Businesses receive grants from MasterCard Foundation

Dar es Salaam. In celebrating the World Refugee Day on June 20, 2020, Inkomoko Entrepreneurs Development distributed grants to 1000 businesses in refugee camps and surrounding host communities in Rwanda.

Distributed grants is part of $2.3 million from the Mastercard Foundation’s Covid-19 recovery and resilience program to support businesses in the East African country to re-launch after severely being impacted by the outbreak of coronavirus pandemic.

The one-time support is being distributed as a direct relief grants to 3,500 Micro, Small and Medium Enterprises (MSMEs), including 1,000 entrepreneurs in refugee communities, to enable them re-emerge from Covid-19’s economic implications.

A statement by Inkomoko Entrepreneurs Development seen by The Citizen yesterday says the focus of the support is to enable businesses re-start and enable closed businesses to adapt to a new business climate.
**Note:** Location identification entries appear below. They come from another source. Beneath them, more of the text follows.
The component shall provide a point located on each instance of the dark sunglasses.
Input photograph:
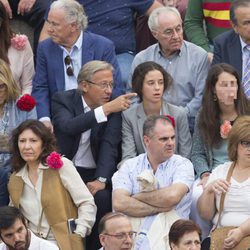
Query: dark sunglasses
(68, 63)
(245, 144)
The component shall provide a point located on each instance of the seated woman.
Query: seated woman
(10, 117)
(47, 188)
(223, 100)
(232, 179)
(149, 81)
(16, 51)
(184, 235)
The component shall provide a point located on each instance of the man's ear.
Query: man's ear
(155, 34)
(83, 86)
(102, 239)
(146, 140)
(234, 26)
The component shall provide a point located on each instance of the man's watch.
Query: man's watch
(102, 179)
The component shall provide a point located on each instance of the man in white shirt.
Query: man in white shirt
(171, 177)
(87, 125)
(115, 232)
(15, 234)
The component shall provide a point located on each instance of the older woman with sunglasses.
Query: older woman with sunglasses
(10, 117)
(232, 179)
(15, 50)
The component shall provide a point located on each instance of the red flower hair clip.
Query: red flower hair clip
(26, 103)
(225, 129)
(54, 160)
(171, 119)
(19, 41)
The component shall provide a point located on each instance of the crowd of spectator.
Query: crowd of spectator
(126, 125)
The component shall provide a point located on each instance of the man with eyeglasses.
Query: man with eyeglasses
(152, 211)
(60, 57)
(115, 232)
(87, 126)
(185, 62)
(15, 234)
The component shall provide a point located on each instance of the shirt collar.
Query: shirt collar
(77, 44)
(243, 44)
(85, 105)
(24, 171)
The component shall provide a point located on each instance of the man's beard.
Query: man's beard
(26, 245)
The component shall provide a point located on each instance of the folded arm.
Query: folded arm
(165, 198)
(124, 203)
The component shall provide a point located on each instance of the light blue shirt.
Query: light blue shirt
(188, 67)
(176, 169)
(76, 57)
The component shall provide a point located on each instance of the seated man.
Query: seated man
(174, 175)
(115, 232)
(185, 62)
(15, 234)
(233, 47)
(60, 57)
(88, 130)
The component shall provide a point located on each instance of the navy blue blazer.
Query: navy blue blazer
(227, 49)
(49, 76)
(70, 122)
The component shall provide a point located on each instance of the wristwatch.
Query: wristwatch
(102, 179)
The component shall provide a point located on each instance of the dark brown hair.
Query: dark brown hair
(209, 119)
(139, 75)
(181, 227)
(240, 131)
(38, 128)
(5, 33)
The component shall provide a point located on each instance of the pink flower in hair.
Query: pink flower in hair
(54, 160)
(225, 129)
(19, 41)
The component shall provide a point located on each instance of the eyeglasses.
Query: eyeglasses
(102, 85)
(123, 236)
(168, 33)
(68, 63)
(245, 144)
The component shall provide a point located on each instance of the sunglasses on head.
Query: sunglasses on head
(69, 68)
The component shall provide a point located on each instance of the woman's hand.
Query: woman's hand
(219, 186)
(233, 238)
(204, 179)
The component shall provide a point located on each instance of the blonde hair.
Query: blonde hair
(240, 131)
(6, 77)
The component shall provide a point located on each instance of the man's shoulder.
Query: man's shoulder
(67, 94)
(3, 246)
(90, 37)
(226, 37)
(147, 53)
(194, 49)
(37, 243)
(176, 160)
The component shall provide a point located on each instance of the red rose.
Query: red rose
(26, 103)
(54, 160)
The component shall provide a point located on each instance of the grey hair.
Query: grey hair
(90, 68)
(149, 124)
(235, 5)
(74, 12)
(153, 23)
“By adapting and increasing support to entrepreneurs, who are more than ever in need of business advisory and financial support, as well as young people, refugees and micro enterprises, we are ensuring that the country’s economic growth is not set back from Covid-19, and that we can be unified by the recovery process,” says Nathalie Niyonzima, Inkomoko managing director in a statement.

She says the new program is part of Inkomoko’s Covid-19 relief efforts to provide recovery support to approximately 9,000 MSMEs across the East African Community member country.
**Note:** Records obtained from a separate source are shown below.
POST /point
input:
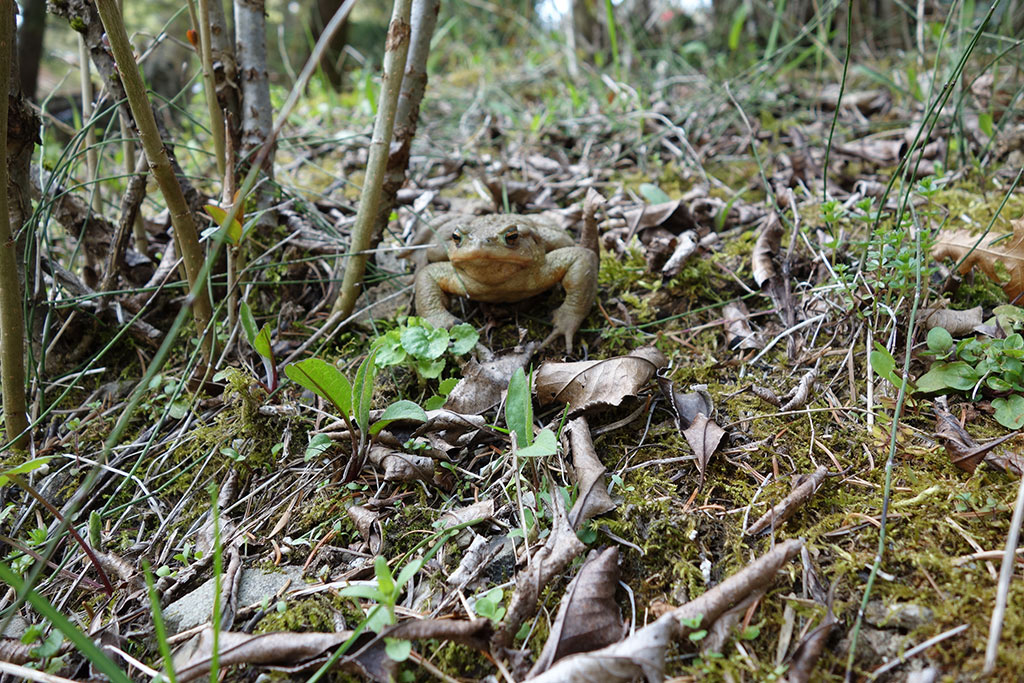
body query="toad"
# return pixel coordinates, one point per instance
(505, 258)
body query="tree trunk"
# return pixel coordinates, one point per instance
(12, 208)
(30, 44)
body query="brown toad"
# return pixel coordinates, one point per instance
(504, 258)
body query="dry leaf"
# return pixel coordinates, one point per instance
(369, 525)
(964, 452)
(291, 651)
(685, 407)
(482, 383)
(546, 565)
(956, 323)
(1000, 257)
(704, 436)
(738, 334)
(643, 652)
(590, 384)
(766, 247)
(593, 499)
(399, 466)
(588, 616)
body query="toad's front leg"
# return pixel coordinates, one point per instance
(433, 284)
(580, 280)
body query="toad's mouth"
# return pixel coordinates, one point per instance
(487, 258)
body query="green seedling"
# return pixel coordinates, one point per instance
(352, 401)
(422, 347)
(489, 605)
(976, 367)
(260, 341)
(519, 419)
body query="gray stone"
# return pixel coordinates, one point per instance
(256, 585)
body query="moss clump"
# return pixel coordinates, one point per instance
(316, 613)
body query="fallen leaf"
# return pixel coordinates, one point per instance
(593, 499)
(704, 436)
(588, 616)
(589, 384)
(369, 525)
(546, 565)
(482, 383)
(685, 407)
(956, 323)
(399, 466)
(643, 652)
(290, 651)
(963, 450)
(1000, 257)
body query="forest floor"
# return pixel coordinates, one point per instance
(766, 282)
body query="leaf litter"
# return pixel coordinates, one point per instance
(706, 269)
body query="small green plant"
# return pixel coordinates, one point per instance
(45, 648)
(519, 419)
(421, 346)
(489, 605)
(977, 367)
(260, 341)
(352, 401)
(165, 394)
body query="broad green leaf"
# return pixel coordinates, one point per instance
(998, 384)
(945, 376)
(400, 410)
(653, 194)
(317, 444)
(519, 410)
(363, 591)
(24, 468)
(939, 341)
(546, 443)
(389, 350)
(409, 571)
(248, 322)
(325, 380)
(464, 338)
(423, 343)
(385, 580)
(1010, 411)
(430, 370)
(363, 390)
(985, 123)
(233, 230)
(397, 649)
(882, 360)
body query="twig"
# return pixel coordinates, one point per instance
(1006, 573)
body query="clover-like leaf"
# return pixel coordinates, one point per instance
(464, 338)
(944, 376)
(423, 343)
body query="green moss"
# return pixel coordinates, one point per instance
(313, 613)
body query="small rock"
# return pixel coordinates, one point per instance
(903, 615)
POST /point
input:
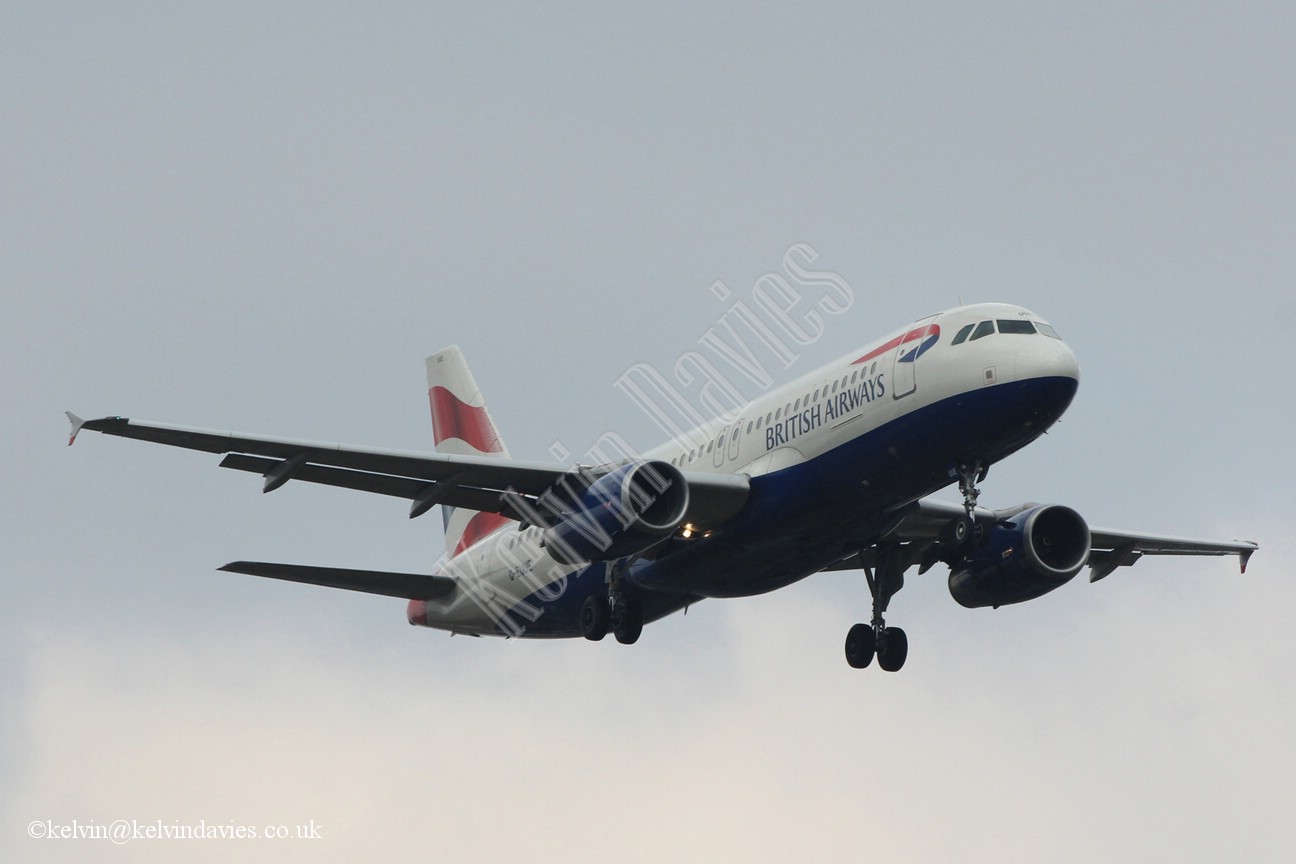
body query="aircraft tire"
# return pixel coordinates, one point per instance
(627, 622)
(859, 645)
(892, 649)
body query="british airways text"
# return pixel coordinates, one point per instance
(827, 409)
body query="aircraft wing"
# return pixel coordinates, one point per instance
(920, 525)
(410, 586)
(507, 486)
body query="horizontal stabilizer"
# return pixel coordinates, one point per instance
(411, 586)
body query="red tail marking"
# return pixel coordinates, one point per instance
(451, 417)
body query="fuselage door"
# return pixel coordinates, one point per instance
(734, 439)
(915, 341)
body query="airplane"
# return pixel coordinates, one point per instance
(830, 472)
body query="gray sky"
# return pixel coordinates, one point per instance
(262, 218)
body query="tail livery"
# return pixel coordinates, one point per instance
(462, 426)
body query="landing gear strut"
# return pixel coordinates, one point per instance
(971, 474)
(888, 644)
(617, 612)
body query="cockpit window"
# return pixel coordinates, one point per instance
(1016, 325)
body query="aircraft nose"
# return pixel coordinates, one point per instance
(1043, 356)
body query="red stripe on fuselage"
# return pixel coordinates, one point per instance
(916, 333)
(451, 417)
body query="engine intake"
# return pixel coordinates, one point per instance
(626, 511)
(1024, 557)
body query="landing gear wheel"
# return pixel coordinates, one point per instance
(859, 645)
(627, 622)
(595, 618)
(892, 649)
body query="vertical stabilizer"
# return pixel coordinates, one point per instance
(462, 425)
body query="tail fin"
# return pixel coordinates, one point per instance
(462, 425)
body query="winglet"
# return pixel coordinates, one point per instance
(77, 424)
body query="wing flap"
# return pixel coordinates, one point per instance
(472, 482)
(923, 522)
(410, 586)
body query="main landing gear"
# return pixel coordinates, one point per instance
(888, 644)
(617, 612)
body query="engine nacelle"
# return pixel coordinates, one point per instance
(1024, 557)
(624, 512)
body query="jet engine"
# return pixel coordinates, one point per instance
(1023, 557)
(626, 511)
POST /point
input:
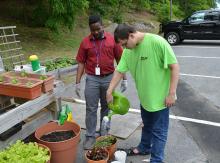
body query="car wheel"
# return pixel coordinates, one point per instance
(173, 38)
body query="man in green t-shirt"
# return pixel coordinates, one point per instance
(153, 65)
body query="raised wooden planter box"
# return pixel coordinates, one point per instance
(20, 87)
(48, 80)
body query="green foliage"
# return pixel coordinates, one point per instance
(105, 141)
(112, 9)
(24, 153)
(63, 12)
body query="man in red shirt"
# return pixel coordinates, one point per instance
(96, 56)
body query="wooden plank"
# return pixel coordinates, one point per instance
(28, 109)
(14, 56)
(63, 71)
(8, 27)
(28, 129)
(10, 50)
(9, 35)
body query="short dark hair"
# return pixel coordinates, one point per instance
(94, 19)
(122, 32)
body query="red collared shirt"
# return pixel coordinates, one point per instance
(99, 52)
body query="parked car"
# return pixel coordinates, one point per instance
(201, 25)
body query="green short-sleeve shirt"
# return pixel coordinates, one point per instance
(148, 64)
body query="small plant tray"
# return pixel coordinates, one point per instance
(20, 87)
(48, 80)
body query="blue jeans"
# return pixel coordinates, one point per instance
(154, 133)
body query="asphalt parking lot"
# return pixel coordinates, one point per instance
(195, 120)
(199, 93)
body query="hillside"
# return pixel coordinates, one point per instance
(47, 45)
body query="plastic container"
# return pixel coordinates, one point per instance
(120, 104)
(28, 68)
(35, 63)
(120, 156)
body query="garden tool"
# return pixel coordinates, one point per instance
(120, 105)
(65, 114)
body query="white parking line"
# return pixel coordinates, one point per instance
(184, 119)
(199, 57)
(202, 76)
(131, 110)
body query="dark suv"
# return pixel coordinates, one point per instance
(201, 25)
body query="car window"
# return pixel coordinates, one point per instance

The statement quotes Chantal, a Congolese refugee entrepreneur working in Gihembe Camp where she sells onions, tomatoes, small dried fish, and cassava flour to her 12,000 camp neighbours as among beneficiaries.

As a community food seller, Chantal did not let supply chain interruptions caused by the pandemic to close her business.

“When we couldn’t move out of the camp due to lockdown restrictions, I was unable to buy from my normal suppliers. But, I was able to negotiate with a friend in the host community who brought food to the border of the camp for me to buy wholesale. It was hard, but we did it,” she said.

With the grant, Chantal believes that she will be able to purchase more, previously hard to reach, fresh items, to supplement the food offerings to her community and generate income to support her family of eight.

The grant initiative is aligned with the government of Rwanda’s socio-economic inclusion to refugee and host communities, which envisions better standards of living for refugees and their surrounding community by improving livelihoods and supporting families in their self-reliance journey.

The Rwanda inclusive policies make it possible for refugees to improve their lives through their entrepreneurial spirit.

The Mastercard Foundation Covid-19 recovery and resilience program supports partners like Inkomoko who work in the most vulnerable communities in the continent in the areas of economy and health. We focus on leaving no one behind during the recovery process.